Mas não se cria uma comunidade de um dia para o outro e as coisas não funcionaram bem logo de início. “É preciso escala. É como quando vamos a uma festa e há cinco pessoas. Temos vontade de ir embora, não nos sentimos à vontade. Se estiverem mais e se conhecermos alguns já ficamos. Online é a mesma coisa, é preciso atingir uma certa escala, precisamos de uma atenção personalizada e de diversidade, de pessoas diferentes”. Passados oito meses a Notschool tinha 98 pessoas e estava lançada. Desde aí não parou de crescer. Em 2004 transformou-se numa fundação e hoje consegue manter as contas equilibradas graças aos pagamentos do Estado – o Estado paga a todas as escolas um tanto por aluno e nisso a Notschool é igual às outras – e a alguns apoios de empresas.

Os jovens que estão na Notschool são aqueles para quem esta é a última oportunidade. “São miúdos que estão fora do sistema há muito tempo e que são incapazes de voltar, para quem a escola não é uma alternativa. São miúdos excluídos, fóbicos, violentos, vítimas de abusos, de violências sexuais, que estão no programa de protecção de testemunhas, doentes com fibrose cística ou com cancro”. Mais de 70 por cento foram vítimas de bullying, devido a problemas relacionais, dislexia, epilepsia, outras razões. Mas o Notschool não recebe todos os miúdos que têm problemas na escola. “Há pais que nos ligam porque o filho quer mudar de escola. As coisas não funcionam assim”, diz Johnson.

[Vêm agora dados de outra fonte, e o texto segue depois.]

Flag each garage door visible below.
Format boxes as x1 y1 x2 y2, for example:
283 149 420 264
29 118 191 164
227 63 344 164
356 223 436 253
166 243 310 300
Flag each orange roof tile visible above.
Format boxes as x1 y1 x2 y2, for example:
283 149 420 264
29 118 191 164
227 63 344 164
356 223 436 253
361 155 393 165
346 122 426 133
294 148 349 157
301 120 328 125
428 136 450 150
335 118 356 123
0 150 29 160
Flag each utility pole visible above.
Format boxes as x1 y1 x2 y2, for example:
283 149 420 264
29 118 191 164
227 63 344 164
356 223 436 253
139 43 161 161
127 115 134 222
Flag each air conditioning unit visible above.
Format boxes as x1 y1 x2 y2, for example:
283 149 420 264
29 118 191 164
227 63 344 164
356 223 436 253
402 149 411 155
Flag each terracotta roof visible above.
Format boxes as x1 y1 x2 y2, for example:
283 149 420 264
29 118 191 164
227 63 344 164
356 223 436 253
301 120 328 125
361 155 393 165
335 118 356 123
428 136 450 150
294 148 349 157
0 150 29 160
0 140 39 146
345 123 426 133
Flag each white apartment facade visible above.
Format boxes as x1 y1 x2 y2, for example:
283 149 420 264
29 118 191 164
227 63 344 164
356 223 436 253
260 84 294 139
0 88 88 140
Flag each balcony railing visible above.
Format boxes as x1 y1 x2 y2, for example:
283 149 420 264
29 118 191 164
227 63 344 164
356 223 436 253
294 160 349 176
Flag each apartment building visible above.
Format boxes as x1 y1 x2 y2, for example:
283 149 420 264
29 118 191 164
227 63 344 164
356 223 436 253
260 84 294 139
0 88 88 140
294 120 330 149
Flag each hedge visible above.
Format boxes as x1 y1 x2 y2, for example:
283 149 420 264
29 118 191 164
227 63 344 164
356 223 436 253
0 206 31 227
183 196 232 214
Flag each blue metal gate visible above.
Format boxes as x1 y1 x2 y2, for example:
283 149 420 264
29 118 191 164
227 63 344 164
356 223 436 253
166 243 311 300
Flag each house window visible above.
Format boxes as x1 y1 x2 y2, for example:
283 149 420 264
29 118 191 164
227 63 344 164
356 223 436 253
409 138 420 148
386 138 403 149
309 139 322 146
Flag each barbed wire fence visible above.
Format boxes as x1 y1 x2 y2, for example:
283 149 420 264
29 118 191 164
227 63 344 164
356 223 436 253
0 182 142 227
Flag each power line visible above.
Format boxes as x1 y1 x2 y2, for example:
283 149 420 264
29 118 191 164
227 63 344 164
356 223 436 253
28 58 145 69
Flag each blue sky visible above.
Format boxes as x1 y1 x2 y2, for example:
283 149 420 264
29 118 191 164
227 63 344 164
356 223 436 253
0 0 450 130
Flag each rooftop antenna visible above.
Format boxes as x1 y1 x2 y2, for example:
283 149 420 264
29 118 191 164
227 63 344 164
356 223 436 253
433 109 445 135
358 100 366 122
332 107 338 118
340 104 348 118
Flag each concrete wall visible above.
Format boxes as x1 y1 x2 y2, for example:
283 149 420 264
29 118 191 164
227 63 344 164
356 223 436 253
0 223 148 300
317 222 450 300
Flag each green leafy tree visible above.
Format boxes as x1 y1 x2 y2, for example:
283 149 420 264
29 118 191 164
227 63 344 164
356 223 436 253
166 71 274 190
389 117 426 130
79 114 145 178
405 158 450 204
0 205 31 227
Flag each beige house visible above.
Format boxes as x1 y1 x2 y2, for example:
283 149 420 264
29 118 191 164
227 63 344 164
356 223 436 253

Um relatório britânico recente estimava em 100.000 o número de crianças e jovens que deviam estar inseridos no sistema de ensino – que, em teoria, estão a estudar – mas que de facto já o abandonaram.

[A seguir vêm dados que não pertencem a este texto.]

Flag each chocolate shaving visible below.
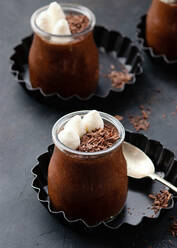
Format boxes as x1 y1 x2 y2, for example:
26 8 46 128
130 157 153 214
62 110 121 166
66 14 90 34
149 190 172 214
78 124 120 152
114 115 124 121
129 106 150 131
169 220 177 237
108 70 132 89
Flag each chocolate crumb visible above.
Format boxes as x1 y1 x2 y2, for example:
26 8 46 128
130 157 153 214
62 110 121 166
169 220 177 237
114 115 124 121
110 65 115 70
78 124 120 152
168 239 173 245
149 190 172 214
66 14 90 34
108 70 132 89
129 106 150 131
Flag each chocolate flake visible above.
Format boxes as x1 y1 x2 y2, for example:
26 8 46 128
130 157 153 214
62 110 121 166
129 108 150 131
108 70 132 89
169 220 177 237
114 115 124 121
78 124 120 152
66 14 90 34
149 190 172 214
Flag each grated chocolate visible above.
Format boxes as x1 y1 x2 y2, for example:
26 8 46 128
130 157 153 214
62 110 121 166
66 14 90 34
78 124 120 152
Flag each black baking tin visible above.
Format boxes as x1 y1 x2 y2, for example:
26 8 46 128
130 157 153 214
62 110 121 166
10 26 143 100
32 131 177 230
136 15 177 65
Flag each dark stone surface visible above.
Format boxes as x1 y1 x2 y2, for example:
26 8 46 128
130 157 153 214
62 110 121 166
0 0 177 248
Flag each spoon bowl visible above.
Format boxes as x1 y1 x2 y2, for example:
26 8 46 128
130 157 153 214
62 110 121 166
123 142 177 193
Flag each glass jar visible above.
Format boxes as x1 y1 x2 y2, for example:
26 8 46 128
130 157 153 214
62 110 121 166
29 3 99 98
48 111 128 225
146 0 177 60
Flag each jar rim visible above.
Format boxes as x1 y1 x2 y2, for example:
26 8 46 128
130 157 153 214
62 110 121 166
52 110 125 157
30 3 96 38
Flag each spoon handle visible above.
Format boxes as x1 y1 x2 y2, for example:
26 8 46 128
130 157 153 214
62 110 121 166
150 174 177 193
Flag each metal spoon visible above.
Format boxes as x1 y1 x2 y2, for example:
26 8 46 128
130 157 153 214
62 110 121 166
123 142 177 193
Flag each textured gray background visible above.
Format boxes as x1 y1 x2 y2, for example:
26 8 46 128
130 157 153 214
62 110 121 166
0 0 177 248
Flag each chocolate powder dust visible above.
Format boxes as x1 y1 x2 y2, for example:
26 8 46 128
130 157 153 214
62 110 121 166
169 220 177 237
149 190 172 214
78 124 120 152
129 106 150 131
66 14 90 34
108 67 132 89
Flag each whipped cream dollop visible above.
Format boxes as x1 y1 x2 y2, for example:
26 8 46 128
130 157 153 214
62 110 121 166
160 0 177 4
36 2 71 43
58 110 104 150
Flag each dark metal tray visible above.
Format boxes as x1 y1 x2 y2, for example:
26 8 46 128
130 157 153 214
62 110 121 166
10 26 143 102
32 131 177 229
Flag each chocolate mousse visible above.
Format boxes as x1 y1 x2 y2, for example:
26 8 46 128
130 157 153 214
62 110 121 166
29 4 99 98
48 111 128 225
146 0 177 60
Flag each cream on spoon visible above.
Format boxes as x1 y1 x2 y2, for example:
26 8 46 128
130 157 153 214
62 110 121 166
123 142 177 193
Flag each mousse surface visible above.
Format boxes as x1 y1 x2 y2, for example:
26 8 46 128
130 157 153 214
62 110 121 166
146 0 177 60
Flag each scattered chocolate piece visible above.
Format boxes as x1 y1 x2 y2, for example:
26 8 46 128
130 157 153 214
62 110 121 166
129 106 150 131
110 65 115 70
66 14 90 34
169 220 177 237
168 239 173 245
108 70 132 89
114 115 124 121
78 124 120 152
139 105 144 110
149 190 172 214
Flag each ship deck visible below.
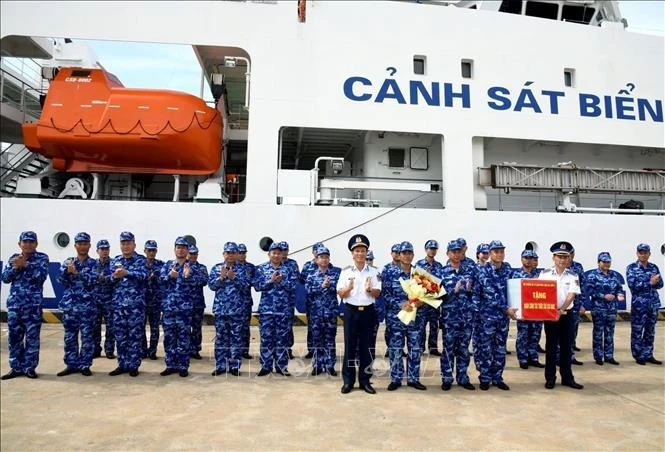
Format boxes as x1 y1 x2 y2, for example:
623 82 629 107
0 322 665 452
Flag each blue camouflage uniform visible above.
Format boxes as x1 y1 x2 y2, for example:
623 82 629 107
381 242 425 383
58 232 99 370
238 243 256 354
208 242 251 373
108 232 148 371
416 240 443 353
305 246 341 371
159 237 194 371
94 240 115 358
188 245 208 356
477 240 513 389
624 243 663 363
584 253 626 363
511 250 543 366
252 243 298 372
440 240 478 385
2 231 49 374
142 240 164 358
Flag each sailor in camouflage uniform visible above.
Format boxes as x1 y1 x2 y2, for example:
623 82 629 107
2 231 49 380
109 231 148 377
305 245 340 376
159 237 194 377
626 243 663 366
143 240 164 360
94 240 115 359
187 245 208 359
584 252 626 366
208 242 250 377
57 232 99 377
477 240 515 391
253 243 298 377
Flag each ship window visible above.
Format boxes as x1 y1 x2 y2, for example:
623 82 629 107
388 148 406 168
461 60 473 78
413 55 427 75
563 69 575 88
526 2 559 20
499 0 522 14
561 5 596 24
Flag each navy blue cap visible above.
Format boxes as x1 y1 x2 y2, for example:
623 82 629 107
349 234 369 251
399 242 413 253
550 242 575 254
488 239 505 251
425 240 439 250
447 240 463 251
74 232 90 243
224 242 238 253
18 231 37 242
636 239 651 253
598 251 612 262
120 231 134 242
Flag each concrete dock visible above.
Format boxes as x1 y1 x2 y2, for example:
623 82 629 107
0 322 665 452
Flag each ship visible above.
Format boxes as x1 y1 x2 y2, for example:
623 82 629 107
0 0 665 312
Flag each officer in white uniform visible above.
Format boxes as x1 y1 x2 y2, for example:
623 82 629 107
539 242 584 389
337 234 381 394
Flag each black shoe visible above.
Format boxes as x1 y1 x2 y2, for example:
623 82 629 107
646 356 663 366
561 380 584 389
55 367 79 377
109 367 127 377
360 383 376 394
386 381 402 391
406 381 427 391
0 369 25 380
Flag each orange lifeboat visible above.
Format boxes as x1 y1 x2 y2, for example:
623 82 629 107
23 68 222 175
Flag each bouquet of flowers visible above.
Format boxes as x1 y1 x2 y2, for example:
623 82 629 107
397 267 446 325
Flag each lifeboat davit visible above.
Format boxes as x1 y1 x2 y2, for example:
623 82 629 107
23 68 222 175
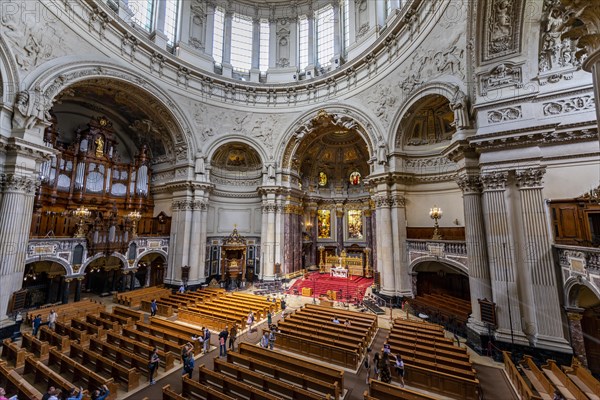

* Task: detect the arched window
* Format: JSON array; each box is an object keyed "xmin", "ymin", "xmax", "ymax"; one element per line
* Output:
[{"xmin": 316, "ymin": 4, "xmax": 334, "ymax": 67}]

Num documentário de promoção do projecto Jean Johnson explica que o objectivo da Notschool não é uma certificação. “O que nos guia são os estudantes, as suas necessidades. O que nós fazemos é pegar na aprendizagem que a criança fez e ver o que ela pode fazer com isso, onde é que pode chegar e a que é que corresponde no quadro actual de qualificações. E quando fazemos isso e elas seguem para o ensino superior constatamos que eles se transformaram em estudantes independentes e competentes nos campos que escolheram, que possuem competências em termos de numeracia e literacia e, frequentemente, são muito talentosos e criativos”.

O objectivo poderá não ser a certificação, mas mais de 50 por cento dos miúdos que saem da NotSchool obtêm algum tipo de acreditação e 70 por cento prosseguem para o ensino superior ou ensino tecnológico. O que prova algo que Jean Johnson gosta de dizer: "Penso que toda a gente quer aprender alguma coisa. O que precisamos de fazer é descobrir o quê”.

1 comentário:

José Vítor Malheiros disse...

“Um relatório britânico recente estimava em 100.000 o número de crianças e jovens que deviam estar inseridos no sistema de ensino – que, em teoria, estão a estudar – mas que de facto já o abandonaram.” Do artigo.
Um manancial de criatividade, de inteligência e de trabalho perdido e frequentemente uma condenação à marginalidade.
Todos os anos, no Reino Unido, em Portugal, em todos os países do mundo, há milhares e milhares de crianças e adolescentes, inseridos no sistema formal de educação, que o abandonam. Alguns abandonam-no de forma visível, alimentando estatísticas de abandono. Outras fazem-no de forma silenciosa, porque se sentem eles abandonados pela escola, pelas mais diversas razões, e vão aparecendo esporadicamente na escola, mantendo-se oficialmente no sistema, repetindo anos lectivos ou passando administrativamente até que atingem a idade limite e podem enfim sair de um mundo que não lhe deu nada.